WorldMemArena: 行動と世界の相互作用によるマルチモーダルエージェントの記憶評価

要旨

マルチモーダル大規模言語モデルは、長期的なタスクを遂行するエージェントとしてますます活用されるようになっている。この場合、メモリは単なる記憶の想起にとどまらず、変化する世界の追跡、陳腐化した情報の修正、意思決定時における適切な証拠の提示を行う必要がある。既存のベンチマークは、静的な対話における想起を測定し、メモリをタスク終了時の単一の正解率に還元し、視覚的観測をキャプションに縮約しているため、書き込み、維持、検索、利用といった各段階における障害を特定できない。さらに、自らメモリを管理するエージェント用ハーネスの台頭により、手動設計のパイプラインと自己管理型の代替手法を原理的に比較する手段がないため、このギャップは一層顕著になっている。これらの課題を解決するために、マルチモーダルエージェントのメモリを、観測可能な4段階のライフサイクルを持つ行動-世界相互作用ループとして定式化し、それをWorldMemArenaとして具体化した。これは、生涯学習（進化する個人状態とタスク状態）とエージェント実行（実際の観測、行動、フィードバックに基づくメモリ）にわたる400のマルチセッション・マルチモーダルタスクから構成され、各段階の診断のために、金標準のメモリポイント、更新、ディストラクタ、証拠連鎖が注釈されている。これにより、長いコンテキストを持つシステム、手動設計のシステム（RAGや外部メモリシステム）、ハーネスベースのメモリエージェントの初めての直接比較が可能となる。結果は以下のことを示している。(1) メモリの書き込みと保存が優れていても、必ずしも性能が向上するとは限らない。(2) マルチモーダルメモリは、視覚的証拠を十分に活用することに依然として苦慮している。(3) システムは領域によって不安定であり、現実的なエージェント軌道上で性能が低下する。(4) ハーネスメモリは柔軟性が高いものの、依然としてコストが高く信頼性に劣る。

English

Multimodal large language models are increasingly deployed as long-horizon agents, where memory must do more than recall: it must track an evolving world, revise what has gone stale, and surface the right evidence at decision time.

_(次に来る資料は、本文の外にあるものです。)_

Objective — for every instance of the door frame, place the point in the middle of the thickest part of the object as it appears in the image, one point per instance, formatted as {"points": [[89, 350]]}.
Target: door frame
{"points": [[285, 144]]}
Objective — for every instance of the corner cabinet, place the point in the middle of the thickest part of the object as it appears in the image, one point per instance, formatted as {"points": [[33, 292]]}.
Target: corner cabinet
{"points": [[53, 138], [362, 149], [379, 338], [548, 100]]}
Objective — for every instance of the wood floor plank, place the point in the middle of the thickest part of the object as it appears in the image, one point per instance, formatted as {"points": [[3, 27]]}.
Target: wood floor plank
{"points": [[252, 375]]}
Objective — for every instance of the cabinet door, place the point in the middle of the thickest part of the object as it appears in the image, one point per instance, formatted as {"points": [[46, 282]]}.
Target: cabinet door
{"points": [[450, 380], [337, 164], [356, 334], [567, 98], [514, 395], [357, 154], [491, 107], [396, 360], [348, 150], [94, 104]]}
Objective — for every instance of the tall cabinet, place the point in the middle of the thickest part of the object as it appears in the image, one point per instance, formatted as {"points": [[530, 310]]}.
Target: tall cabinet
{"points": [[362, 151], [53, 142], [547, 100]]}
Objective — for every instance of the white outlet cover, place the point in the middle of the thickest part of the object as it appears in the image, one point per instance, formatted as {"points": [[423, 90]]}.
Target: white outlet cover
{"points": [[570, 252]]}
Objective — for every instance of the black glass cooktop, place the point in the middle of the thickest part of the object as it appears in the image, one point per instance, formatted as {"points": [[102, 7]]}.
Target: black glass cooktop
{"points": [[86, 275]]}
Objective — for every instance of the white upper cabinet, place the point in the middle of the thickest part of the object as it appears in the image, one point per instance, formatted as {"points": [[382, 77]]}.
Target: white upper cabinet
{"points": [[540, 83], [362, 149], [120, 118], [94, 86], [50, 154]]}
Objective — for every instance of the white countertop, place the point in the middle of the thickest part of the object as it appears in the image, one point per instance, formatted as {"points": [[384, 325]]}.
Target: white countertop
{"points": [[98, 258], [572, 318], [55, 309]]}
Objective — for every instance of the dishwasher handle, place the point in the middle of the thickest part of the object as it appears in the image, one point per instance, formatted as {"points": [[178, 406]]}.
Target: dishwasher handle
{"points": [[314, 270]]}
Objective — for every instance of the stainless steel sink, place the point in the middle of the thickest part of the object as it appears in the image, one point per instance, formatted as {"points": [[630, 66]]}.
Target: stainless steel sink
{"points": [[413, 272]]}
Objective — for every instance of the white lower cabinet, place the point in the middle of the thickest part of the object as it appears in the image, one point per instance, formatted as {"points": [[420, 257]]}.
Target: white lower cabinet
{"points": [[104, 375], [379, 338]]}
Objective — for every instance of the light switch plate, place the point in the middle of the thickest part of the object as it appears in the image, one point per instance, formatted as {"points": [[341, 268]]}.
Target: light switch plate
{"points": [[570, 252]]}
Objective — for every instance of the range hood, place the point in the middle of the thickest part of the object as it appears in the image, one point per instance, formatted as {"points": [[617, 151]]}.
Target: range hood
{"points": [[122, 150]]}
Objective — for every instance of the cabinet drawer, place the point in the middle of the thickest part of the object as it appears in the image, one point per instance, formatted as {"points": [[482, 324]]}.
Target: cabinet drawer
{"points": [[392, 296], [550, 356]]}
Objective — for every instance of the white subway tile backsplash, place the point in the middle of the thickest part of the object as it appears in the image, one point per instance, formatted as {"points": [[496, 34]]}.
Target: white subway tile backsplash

Existing benchmarks measure recall over static dialogue, collapse memory into a single end-of-task accuracy, and reduce visual observations to captions, leaving us unable to localize failures to writing, maintenance, retrieval, or use. The rise of agent harnesses that author their own memory sharpens this gap, since we have no principled way to compare hand-designed pipelines with self-managing alternatives. To close these gaps, we formulate multimodal agent memory as an Action-World Interaction Loop with an observable four-stage lifecycle, and instantiate it in WorldMemArena: 400 multi-session multimodal tasks spanning Lifelong Evolution (evolving personal and task states) and Agentic Execution (memory from real observations, actions, and feedback), annotated with gold memory points, updates, distractors, and evidence chains for stage-level diagnosis. This enables the first head-to-head comparison of long-context, manually designed (RAG and external memory systems), and harness-based memory agents. Results show that: (1) better memory writing and storage do not guarantee better performance; (2) multimodal memory still struggles to fully use visual evidence; (3) systems are unstable across domains and degrade on realistic agentic trajectories; and (4) harness memory is more flexible but remains costly and less reliable.